Our business and our reputation has been built almost entirely on quality. Growth has been steady over the past three years and we do well at retaining customers who go on to order coffee regularly from us. Alongside good service, coffee quality is the key factor for us - and we have established that this is what keeps our customers coming back - but within this higher order, quality orientated aim, our main goal is consistency. In my experience there are few things more dispiriting than buying coffee from a company that you have had great coffee from in the past and finding that the coffee you received this time is not up to scratch. That unsettling feeling when you’re not sure what you are going to get is the main barrier for me when it comes to trying out new coffee. Regardless of how well the coffee matches onto my flavour preferences, if it is well roasted then it’s highly likely that I will order from the same roaster in the future.

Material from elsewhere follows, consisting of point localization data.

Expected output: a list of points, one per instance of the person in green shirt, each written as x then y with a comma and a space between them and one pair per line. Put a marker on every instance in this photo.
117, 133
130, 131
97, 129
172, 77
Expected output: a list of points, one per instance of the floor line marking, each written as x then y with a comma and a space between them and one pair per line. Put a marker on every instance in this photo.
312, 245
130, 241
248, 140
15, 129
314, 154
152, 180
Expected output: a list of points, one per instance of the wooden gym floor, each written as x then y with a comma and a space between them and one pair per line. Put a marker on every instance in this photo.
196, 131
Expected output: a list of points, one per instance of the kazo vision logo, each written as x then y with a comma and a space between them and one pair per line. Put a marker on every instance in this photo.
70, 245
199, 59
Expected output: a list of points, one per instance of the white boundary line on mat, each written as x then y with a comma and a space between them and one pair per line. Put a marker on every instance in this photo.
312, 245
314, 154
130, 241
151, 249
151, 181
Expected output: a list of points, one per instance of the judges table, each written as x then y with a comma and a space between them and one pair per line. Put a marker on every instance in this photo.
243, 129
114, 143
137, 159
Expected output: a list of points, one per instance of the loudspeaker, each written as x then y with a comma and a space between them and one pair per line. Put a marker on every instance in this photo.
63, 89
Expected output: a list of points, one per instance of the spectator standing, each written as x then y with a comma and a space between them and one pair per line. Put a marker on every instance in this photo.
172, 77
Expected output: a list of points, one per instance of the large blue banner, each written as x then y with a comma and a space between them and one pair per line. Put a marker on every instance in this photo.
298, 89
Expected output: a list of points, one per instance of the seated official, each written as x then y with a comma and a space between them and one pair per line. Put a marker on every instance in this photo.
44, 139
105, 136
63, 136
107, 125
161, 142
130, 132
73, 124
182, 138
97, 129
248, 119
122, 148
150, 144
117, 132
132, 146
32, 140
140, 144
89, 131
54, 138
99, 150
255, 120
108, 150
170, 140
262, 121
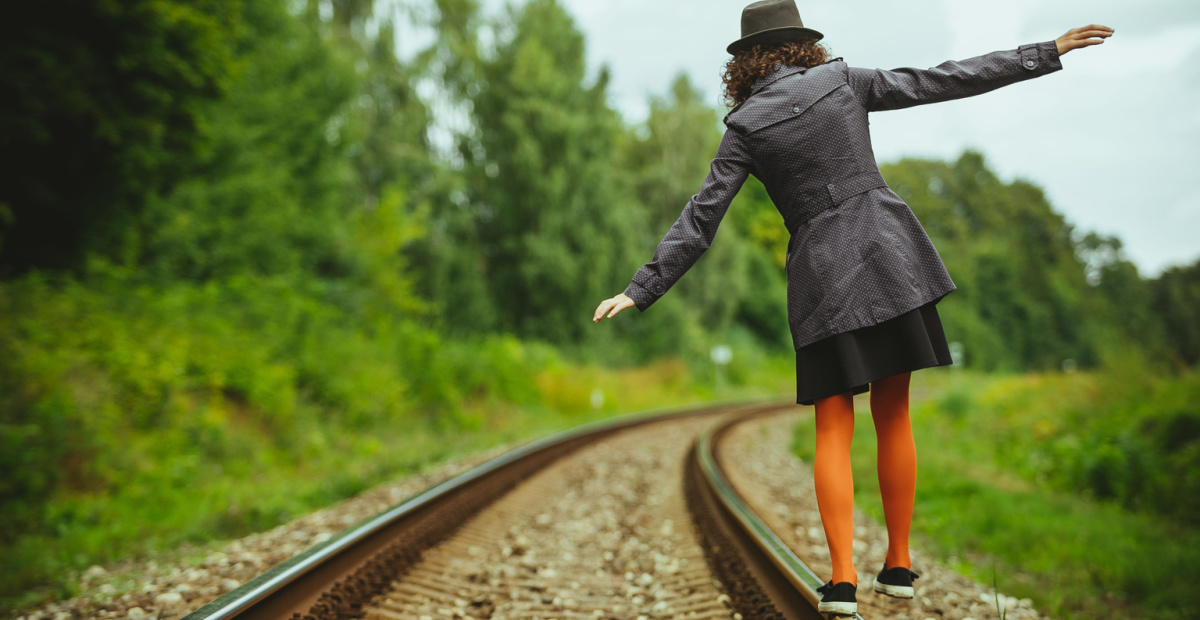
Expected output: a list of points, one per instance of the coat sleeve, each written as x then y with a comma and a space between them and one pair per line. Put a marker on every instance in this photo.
694, 230
906, 86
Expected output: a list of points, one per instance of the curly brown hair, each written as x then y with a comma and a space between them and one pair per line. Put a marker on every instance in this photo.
754, 62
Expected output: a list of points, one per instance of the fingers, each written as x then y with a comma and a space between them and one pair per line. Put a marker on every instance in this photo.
610, 307
603, 310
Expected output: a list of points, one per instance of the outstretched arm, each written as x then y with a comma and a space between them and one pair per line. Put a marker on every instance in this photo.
906, 86
694, 230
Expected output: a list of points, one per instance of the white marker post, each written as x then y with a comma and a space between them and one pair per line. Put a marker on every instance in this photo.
721, 355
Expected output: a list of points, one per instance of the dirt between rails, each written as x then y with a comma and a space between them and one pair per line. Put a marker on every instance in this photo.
173, 585
607, 531
605, 534
779, 488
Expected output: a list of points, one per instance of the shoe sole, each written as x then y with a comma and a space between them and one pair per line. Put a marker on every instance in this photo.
838, 608
897, 591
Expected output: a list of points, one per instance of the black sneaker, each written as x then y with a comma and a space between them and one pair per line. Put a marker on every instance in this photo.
895, 582
838, 599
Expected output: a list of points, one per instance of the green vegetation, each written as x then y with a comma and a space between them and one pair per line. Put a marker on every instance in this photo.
1073, 487
240, 277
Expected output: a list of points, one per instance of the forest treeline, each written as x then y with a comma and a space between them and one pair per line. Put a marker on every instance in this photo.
228, 212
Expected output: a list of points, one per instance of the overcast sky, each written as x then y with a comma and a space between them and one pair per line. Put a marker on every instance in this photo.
1114, 138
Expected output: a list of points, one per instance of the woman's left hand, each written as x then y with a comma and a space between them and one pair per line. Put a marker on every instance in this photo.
612, 306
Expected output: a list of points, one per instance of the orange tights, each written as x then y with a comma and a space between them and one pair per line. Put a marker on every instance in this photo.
897, 463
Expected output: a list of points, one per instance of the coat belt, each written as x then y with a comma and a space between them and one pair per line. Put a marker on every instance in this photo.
811, 203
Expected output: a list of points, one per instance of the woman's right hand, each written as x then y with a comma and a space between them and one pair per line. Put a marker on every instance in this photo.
1083, 36
612, 306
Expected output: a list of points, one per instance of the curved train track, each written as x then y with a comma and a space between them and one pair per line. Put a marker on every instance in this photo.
424, 557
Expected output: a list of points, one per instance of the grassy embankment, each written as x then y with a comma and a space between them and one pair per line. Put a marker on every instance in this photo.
138, 420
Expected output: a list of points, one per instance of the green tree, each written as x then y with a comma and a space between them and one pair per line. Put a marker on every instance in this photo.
541, 186
1176, 296
102, 108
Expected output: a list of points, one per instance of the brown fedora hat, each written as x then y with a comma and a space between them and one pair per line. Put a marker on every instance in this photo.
772, 22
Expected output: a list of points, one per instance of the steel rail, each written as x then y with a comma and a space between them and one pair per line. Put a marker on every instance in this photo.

However, if the beans are not as good as I’m expecting, or if the roasting is clearly off, then that roaster won’t be getting back on my shortlist anytime soon.
Quality control within our roasting operation is a relatively straightforward process in the sense that we have firmly established quality control measures that we use to help keep us consistently on track. Checking fidelity to roast curves on Cropster is an example. Measures like this sit alongside a real-time feedback loop between the cafe and roastery; enabling more measurement where required, which in turn informs the development of roasting profiles in the period prior to coffee being released for sale.
All of this leads to us having a huge amount of control over the coffee that we release and it’s here where there may well be advantages in being smaller. A big advantage (and for many other reasons a huge downside) is that all our roasting is done by one person. We can say with absolute certainty that all the coffee leaving the roastery has met the quality control standards that we have in place, guaranteed. There are also upsides to the fact that we only roast batches of around 3kg at a time. If something goes wrong in the roasting process and the coffee doesn’t meet our standards, it goes to compost every time. It must be difficult when roasting perhaps ten or twenty times this much coffee in each batch to make the same decisions or to work within the same exacting standards - after all the cost of mistakes in absolute terms is massively higher. So, being small means that roast profile development, and adhering to quality standards is a less costly business for us. All our development roasts are done on the same machine that we use for production roasting, which has obvious advantages in terms of maintaining consistency.
There are other factors too. We may be able to purchase smaller, more interesting lots of coffee and sometimes this is exciting. A larger company is less likely perhaps to spend time and effort finding these tiny lots given the relatively small return they would make on the investment - after all, most larger companies are orientated towards the wholesale market and I expect that a larger company has a minimum lot size that they would buy based on how the economics play out. Of course, James pointed out in his piece that there are also numerous competitive advantages that a company has as a result of being bigger around economies of scale, potential to invest in equipment and so on.
So, do I think that smaller roasters are more able to provide better coffee, more consistently to customers? Absolutely not. I have not found any evidence from my own experience to suggest that poorly roasted coffee is more likely to come from a larger company than from a smaller one. For me, the size of the operation is probably a fairly insignificant factor.
The extent to which a company is willing and able to develop, implement and enforce quality control standards is what sets the good roaster apart from the mediocre roaster. In a smaller business, this whole process may be easier. In a large company it is necessary to spend time and energy ensuring that your whole team has the required skill, understands your standards, and ideally is able conceptualise those standards as an expression of the values which underpin your company.
Of course, some businesses as they grow will choose to prioritise other issues over quality but speciality coffee is, after all, all about quality. Customers buy our coffee because it is better than non-speciality coffee and short term gains which come from increasing profit margins as a result of cutting costs associated with quality control are surely short sighted. In such a crowded market, customers have a lot of choice and in this part of the market, they demand consistently high quality as they should.
Most roasters these days have Cropster, a refractometer, some cupping bowls, some people and equipment which enables the coffee to be brewed. Although there are other tools that can help, these are perfectly adequate in ensuring that quality standards are consistently met once used within a process control context.
I believe that its all about trust - and trust comes from carefully natured relationships that are built over time, valued above all else and where consistency is the key ingredient.